Generation Opportunity, a nonprofit financed with $5.04 million from a fund controlled by the Koch brothers’ lobbying team, just launched a new television advertisement to kick off an anti-Obamacare campaign. The ads, which provides no actual information about healthcare reform and instead seem designed to scare people away from doctor visits, have already been dissected by many in the media. What’s more revealing is Generation Opportunity’s real agenda, which was explained to Yahoo News in a story unveiling the new campaign (emphasis added):
Their message: You don’t have to sign up for Obamacare. “What we’re trying to communicate is, ‘No, you’re actually not required to buy health insurance,’” Generation Opportunity President Evan Feinberg told Yahoo News in an interview about the campaign. “You might have to pay a fine, but that’s going to be cheaper for you and better for you.”
So, the big idea here is that young people should decline health insurance? Having no health insurance is “better for you?” When a car accident happens, or someone is sent to the hospital needing critical care, who picks up the bill? For slash-and-burn Koch groups, that doesn’t seem to matter.

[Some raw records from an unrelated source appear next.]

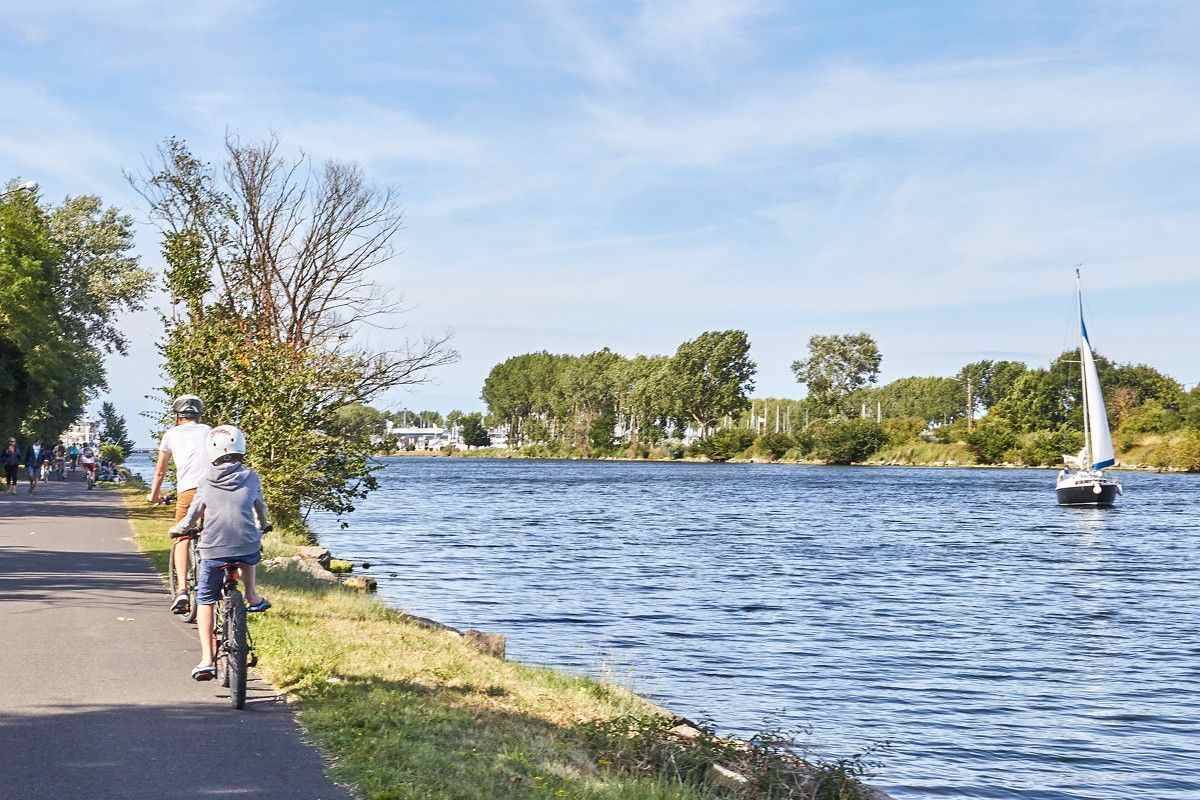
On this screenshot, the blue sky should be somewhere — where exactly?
[0,0,1200,440]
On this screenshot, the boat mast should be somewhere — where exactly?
[1075,266,1092,470]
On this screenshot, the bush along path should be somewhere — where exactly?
[119,491,887,800]
[0,476,350,800]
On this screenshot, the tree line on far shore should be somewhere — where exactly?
[472,330,1200,470]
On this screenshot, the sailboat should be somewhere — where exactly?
[1055,269,1121,506]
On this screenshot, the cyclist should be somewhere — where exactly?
[0,439,20,494]
[149,395,212,614]
[170,425,271,680]
[79,445,96,489]
[25,439,50,494]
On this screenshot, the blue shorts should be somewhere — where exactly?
[196,551,263,606]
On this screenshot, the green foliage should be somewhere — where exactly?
[482,331,755,453]
[1112,399,1183,452]
[1012,426,1084,467]
[809,419,887,464]
[668,331,758,432]
[0,185,150,441]
[577,714,878,800]
[881,416,926,447]
[792,333,883,413]
[142,137,455,525]
[458,411,492,447]
[100,441,125,464]
[966,414,1018,464]
[845,378,967,422]
[100,401,133,463]
[692,428,755,462]
[1170,428,1200,473]
[958,360,1028,411]
[754,433,796,461]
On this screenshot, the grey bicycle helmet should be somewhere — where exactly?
[170,395,204,420]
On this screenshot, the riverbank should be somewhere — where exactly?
[124,489,881,800]
[374,435,1198,473]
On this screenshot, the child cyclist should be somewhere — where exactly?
[170,425,271,680]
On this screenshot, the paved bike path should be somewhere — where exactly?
[0,480,349,800]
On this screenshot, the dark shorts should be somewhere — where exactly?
[196,552,263,606]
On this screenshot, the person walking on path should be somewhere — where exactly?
[149,395,211,614]
[25,439,50,494]
[0,439,20,494]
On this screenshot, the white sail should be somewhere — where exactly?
[1079,300,1116,469]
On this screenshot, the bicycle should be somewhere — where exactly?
[212,563,258,710]
[167,530,200,622]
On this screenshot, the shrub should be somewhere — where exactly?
[694,428,754,461]
[754,433,796,461]
[100,441,125,464]
[882,416,925,447]
[809,420,887,464]
[1171,428,1200,473]
[966,416,1018,464]
[1015,426,1084,467]
[1115,399,1183,451]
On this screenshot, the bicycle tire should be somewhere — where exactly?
[226,589,247,709]
[184,536,200,622]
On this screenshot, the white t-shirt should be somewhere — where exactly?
[158,422,212,492]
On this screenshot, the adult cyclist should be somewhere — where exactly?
[149,395,211,614]
[79,445,96,489]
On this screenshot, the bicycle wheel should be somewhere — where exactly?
[184,536,200,622]
[224,589,247,709]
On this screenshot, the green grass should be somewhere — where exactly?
[122,488,715,800]
[866,441,978,465]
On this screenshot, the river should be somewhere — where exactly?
[131,458,1200,800]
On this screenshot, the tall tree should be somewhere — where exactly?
[792,333,883,414]
[668,330,758,435]
[0,185,150,439]
[100,401,133,461]
[131,137,457,522]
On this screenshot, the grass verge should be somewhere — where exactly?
[121,488,715,800]
[118,487,876,800]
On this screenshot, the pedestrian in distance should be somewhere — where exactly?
[149,395,212,614]
[170,425,271,680]
[25,439,50,494]
[0,439,20,494]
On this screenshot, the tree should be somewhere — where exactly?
[958,360,1028,411]
[461,411,492,447]
[131,137,457,523]
[966,414,1018,464]
[792,333,883,414]
[100,401,133,461]
[668,330,758,435]
[812,419,888,464]
[0,185,150,440]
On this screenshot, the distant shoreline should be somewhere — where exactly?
[377,450,1194,475]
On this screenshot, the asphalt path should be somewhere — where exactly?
[0,480,349,800]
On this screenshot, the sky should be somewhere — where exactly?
[0,0,1200,444]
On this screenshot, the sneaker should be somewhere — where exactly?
[192,664,217,680]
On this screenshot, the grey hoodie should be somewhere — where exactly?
[172,462,268,559]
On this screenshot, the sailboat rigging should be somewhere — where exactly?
[1055,269,1121,506]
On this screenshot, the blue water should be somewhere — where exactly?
[150,458,1200,800]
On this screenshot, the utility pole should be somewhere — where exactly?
[967,378,974,433]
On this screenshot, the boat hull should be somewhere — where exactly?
[1055,483,1117,506]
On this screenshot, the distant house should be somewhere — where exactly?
[386,420,450,450]
[62,420,100,447]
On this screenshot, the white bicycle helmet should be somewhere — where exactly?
[204,425,246,464]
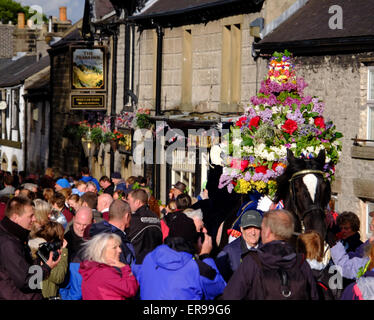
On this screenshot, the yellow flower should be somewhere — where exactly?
[237,179,252,194]
[252,181,267,193]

Notably, the young men and women hired by Generation Opportunity are provided health insurance, says organization’s communications director David Pasch, who spoke to TheNation.com over the phone. Lucky them.
Ethan Rome, the executive director of Health Care for America Now, says young Americans without health insurance will be “buried by bills and unable to recover for the rest of their lives.” “What they’re advocating is seriously unconscionable,” says Rome in response to Generation Opportunity’s call for youth to go uninsured.
Generation Opportunity also told Yahoo News that it will be passing out pizza and hosting tailgate parties to promote its campaign of opposing health insurance.
These antics, of course, are nothing new for the Koch brothers and their endless array of front groups. In the nineties, Koch-funded fronts fought healthcare reform by sponsoring a “broken-down bus wreathed in red tape symbolizing government bureaucracy and hitched to a tow truck labeled, ‘This is Clinton Health Care.’ ” They also fought environmental regulations, from acid rain to industrial air pollutants, not through sound policy arguments but by sponsoring populist-appearing agit-prop. More recently, Koch fronts have paid for moonbounces and other festival-type forms of outreach to lobby on issues critical to Koch Industries’ bottom line, like weakening the Environmental Protection Agency rules that affect Koch-owned facilities.
In the end, Koch operatives seem willing to use any marketing device that works, regardless of the truth or how it might affect regular people. In this case, encouraging young Americans to abandon health insurance is worth scoring political points against healthcare reform.